Kepala Biro Komunikasi dan Pelayanan Publik Kementerian Kesehatan Siti Nadia Tarmizi menyebutkan, berdasarkan data Sistem Informasi Rumah Sakit (SIRS) Kementerian Kesehatan per 31 Januari 2024, total rumah sakit yang terdaftar di Indonesia sebanyak 3.164 rumah sakit.
Dari jumlah itu, 3.039 rumah sakit menjadi target implementasi dari KRIS. Sebanyak 125 rumah sakit masuk dalam kriteria eksklusi, yakni rumah sakit jiwa, rumah sakit pratama, dan rumah sakit yang belum ditetapkan.

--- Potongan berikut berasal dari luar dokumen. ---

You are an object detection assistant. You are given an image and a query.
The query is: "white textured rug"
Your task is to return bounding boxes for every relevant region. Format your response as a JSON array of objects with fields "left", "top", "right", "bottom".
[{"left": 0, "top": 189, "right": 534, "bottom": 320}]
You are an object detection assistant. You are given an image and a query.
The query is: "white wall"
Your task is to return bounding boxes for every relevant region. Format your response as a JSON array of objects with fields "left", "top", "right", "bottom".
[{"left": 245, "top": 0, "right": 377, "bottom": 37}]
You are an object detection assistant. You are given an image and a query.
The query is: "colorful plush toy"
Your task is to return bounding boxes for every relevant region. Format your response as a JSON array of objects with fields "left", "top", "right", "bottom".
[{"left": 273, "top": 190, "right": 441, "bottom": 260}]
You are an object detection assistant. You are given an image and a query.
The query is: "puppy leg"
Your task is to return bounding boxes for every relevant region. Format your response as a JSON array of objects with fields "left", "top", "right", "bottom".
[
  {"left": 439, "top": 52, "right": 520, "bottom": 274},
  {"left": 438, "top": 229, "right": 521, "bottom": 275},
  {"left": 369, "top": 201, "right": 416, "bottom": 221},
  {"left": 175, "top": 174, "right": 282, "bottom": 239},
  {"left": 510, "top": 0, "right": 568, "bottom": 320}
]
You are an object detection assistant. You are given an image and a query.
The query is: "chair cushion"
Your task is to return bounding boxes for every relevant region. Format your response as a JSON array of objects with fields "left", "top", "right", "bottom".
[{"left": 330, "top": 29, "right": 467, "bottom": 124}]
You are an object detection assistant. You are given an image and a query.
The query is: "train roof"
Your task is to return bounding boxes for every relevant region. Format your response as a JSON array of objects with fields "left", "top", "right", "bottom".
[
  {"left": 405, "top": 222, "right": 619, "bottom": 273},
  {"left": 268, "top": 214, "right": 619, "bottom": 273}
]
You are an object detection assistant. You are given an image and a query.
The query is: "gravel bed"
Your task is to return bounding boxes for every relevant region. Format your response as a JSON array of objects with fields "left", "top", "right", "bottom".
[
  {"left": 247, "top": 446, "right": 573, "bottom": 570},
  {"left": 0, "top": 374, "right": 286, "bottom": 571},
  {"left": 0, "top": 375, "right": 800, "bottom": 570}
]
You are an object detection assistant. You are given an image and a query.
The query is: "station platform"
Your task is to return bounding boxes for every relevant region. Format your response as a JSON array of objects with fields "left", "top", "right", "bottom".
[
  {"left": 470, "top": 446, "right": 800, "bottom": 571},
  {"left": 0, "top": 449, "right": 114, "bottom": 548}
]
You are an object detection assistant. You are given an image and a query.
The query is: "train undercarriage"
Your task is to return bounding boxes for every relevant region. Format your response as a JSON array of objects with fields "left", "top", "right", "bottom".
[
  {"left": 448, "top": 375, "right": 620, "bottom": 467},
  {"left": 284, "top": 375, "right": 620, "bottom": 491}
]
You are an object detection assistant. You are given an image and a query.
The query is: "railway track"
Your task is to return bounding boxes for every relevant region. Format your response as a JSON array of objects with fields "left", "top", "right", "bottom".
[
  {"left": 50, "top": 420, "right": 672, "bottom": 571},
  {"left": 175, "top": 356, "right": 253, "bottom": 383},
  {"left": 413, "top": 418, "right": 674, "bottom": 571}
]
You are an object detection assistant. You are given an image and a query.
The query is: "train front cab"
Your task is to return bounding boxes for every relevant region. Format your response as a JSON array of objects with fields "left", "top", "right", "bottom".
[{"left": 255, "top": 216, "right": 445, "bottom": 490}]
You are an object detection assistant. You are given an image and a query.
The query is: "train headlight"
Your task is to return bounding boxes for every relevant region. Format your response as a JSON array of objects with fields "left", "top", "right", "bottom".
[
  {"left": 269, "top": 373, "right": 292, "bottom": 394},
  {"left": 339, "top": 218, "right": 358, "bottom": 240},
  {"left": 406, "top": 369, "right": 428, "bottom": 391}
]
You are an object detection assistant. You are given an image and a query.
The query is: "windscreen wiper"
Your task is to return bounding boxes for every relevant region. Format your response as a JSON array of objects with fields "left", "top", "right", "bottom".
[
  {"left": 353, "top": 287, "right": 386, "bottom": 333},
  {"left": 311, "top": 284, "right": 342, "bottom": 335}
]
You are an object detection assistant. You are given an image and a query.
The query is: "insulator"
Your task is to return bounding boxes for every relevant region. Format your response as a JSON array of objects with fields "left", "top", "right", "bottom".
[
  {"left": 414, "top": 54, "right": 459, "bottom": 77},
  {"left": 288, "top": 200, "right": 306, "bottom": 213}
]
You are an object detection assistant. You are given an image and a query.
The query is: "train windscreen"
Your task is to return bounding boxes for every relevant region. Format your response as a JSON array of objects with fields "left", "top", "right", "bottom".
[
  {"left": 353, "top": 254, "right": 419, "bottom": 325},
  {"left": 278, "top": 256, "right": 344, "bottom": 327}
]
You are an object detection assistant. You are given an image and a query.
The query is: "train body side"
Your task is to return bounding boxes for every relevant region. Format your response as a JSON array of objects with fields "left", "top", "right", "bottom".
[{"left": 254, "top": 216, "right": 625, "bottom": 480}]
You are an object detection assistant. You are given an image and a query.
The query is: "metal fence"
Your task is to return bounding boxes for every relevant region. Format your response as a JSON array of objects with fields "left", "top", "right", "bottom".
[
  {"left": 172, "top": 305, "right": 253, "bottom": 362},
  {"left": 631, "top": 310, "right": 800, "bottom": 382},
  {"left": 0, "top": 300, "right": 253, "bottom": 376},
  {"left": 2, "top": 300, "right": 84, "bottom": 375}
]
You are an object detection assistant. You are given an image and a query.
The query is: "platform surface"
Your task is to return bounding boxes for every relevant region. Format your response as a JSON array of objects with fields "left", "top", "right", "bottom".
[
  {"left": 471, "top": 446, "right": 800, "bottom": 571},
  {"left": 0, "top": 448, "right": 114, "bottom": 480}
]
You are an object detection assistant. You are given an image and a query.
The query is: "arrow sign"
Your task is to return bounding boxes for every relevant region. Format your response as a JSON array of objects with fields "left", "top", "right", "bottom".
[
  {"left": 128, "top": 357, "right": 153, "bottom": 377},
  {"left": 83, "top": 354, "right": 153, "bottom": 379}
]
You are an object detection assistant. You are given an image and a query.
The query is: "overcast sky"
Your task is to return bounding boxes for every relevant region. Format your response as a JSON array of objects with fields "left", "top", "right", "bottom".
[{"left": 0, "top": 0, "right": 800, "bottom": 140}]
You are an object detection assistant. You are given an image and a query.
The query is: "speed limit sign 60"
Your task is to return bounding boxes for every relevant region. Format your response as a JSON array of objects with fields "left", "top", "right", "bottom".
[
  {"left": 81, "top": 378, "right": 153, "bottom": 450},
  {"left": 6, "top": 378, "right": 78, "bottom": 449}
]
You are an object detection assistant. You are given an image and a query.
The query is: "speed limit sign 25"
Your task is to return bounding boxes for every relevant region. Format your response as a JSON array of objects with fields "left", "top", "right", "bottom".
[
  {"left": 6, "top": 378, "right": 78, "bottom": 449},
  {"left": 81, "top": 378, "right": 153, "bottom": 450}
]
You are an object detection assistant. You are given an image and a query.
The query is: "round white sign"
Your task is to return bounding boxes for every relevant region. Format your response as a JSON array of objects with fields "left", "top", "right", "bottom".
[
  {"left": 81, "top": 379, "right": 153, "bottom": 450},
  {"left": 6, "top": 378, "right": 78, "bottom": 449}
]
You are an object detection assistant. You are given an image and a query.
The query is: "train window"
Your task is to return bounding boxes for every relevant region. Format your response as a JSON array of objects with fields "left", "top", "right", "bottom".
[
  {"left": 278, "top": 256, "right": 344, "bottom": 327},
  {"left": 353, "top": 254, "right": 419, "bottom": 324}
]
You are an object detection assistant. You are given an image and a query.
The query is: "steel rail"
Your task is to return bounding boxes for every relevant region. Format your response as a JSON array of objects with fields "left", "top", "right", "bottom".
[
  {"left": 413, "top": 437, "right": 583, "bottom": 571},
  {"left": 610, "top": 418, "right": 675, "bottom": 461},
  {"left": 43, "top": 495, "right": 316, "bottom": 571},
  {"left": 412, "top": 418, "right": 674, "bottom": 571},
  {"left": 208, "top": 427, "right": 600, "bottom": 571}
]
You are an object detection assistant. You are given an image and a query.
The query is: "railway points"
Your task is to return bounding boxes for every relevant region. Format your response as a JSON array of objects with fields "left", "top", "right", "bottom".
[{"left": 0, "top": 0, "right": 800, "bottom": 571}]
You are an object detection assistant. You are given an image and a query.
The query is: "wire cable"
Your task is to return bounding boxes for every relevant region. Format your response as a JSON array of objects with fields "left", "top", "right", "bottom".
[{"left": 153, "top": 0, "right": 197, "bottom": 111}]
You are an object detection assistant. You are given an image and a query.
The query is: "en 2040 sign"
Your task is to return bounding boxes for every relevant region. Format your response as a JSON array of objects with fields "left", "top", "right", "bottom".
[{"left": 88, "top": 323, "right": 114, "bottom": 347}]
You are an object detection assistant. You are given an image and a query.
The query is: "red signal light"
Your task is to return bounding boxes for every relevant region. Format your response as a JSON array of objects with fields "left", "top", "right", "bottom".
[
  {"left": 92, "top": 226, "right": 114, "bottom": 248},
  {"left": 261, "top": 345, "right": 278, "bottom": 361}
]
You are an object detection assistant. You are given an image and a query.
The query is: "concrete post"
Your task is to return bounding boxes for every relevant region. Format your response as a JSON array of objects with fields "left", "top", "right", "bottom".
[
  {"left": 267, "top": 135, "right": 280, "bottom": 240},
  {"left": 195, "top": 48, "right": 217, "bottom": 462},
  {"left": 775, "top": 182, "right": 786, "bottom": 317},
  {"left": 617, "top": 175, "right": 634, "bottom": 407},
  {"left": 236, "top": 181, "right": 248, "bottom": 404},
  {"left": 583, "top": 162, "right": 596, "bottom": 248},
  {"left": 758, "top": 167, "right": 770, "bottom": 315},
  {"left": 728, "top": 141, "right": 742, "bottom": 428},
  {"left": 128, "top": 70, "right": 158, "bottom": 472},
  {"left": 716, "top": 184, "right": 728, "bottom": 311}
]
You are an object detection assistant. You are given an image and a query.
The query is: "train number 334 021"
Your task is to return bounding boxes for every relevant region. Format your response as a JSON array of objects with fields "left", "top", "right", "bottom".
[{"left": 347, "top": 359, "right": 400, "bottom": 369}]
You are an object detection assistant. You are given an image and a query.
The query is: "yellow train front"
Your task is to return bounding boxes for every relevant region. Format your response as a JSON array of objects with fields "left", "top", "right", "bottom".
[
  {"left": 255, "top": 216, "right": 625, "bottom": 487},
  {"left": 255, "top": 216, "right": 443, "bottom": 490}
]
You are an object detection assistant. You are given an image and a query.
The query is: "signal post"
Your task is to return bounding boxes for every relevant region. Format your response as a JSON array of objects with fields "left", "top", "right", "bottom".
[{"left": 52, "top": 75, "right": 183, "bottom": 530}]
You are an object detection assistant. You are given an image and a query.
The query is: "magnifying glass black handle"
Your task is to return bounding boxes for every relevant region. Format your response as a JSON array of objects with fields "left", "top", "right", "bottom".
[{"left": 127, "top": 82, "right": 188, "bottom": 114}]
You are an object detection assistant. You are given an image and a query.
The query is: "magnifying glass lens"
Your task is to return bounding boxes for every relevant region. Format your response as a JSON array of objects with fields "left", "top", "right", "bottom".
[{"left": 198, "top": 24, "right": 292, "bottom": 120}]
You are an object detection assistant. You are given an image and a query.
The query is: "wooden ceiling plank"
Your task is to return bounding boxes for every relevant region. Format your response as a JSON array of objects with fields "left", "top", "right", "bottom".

Adapun dari 3.039 rumah sakit tersebut, sebanyak 2.358 rumah sakit atau 78 persen di antaranya telah menyatakan siap mengimplementasikan 12 kriteria KRIS dan 125 rumah sakit menyatakan bisa menerapkan 10 kriteria KRIS. Sementara, 681 rumah sakit menyatakan belum siap menerapkan KRIS.
“Pertemuan dengan dinas kesehatan dan rumah sakit seluruh Indonesia pun dilakukan untuk mempercepat implementasi KRIS, terutama pada 681 rumah sakit yang belum siap,” kata Nadia.
Kendala
Sebelumnya, Ketua Kompartemen Jaminan Kesehatan Persatuan Rumah Sakit Seluruh Indonesia (Persi) Daniel Wibowo menyampaikan, penerapan kelas rawat inap standar dalam program JKN perlu dikaji kembali. Rumah sakit pun kini belum mendapatkan informasi yang jelas mengenai penerapan kelas standar tersebut.
Baca juga: Penetapan Kelas Standar JKN Perlu Perhatikan Kemampuan Masyarakat
”Bukan berarti kami setuju atau tidak setuju dengan kelas standar ini. Namun, perlu dipastikan terlebih dahulu besaran klaim yang akan diterima, juga iuran, dari peserta. Selama ini yang terjadi ada cross subsidi antarkelas perawatan. Investasi untuk kelas standar cukup besar sehingga jangan sampai justru merugikan rumah sakit, peserta, dan BPJS Kesehatan,” tuturnya.
Koordinator Advokasi BPJS Watch Timboel Siregar mengatakan, penerapan kelas standar dikhawatirkan dapat membatasi ketersediaan tempat tidur bagi peserta. Sementara saat ini masih ditemukan adanya peserta JKN yang kesulitan mendapatkan ruangan perawatan.
”Kualitas layanan yang ada saat ini masih harus ditingkatkan. Namun, jangan sampai tujuan untuk meningkatkan mutu layanan itu justru diatasi dengan membuka persoalan baru. Sebaiknya dikaji kembali agar bukan kelas standar yang diterapkan, tetapi standar kelas yang diatur. Jadi, setiap kelas, baik kelas 1, 2, 3, maupun 4 itu bisa terstandar,” tuturnya.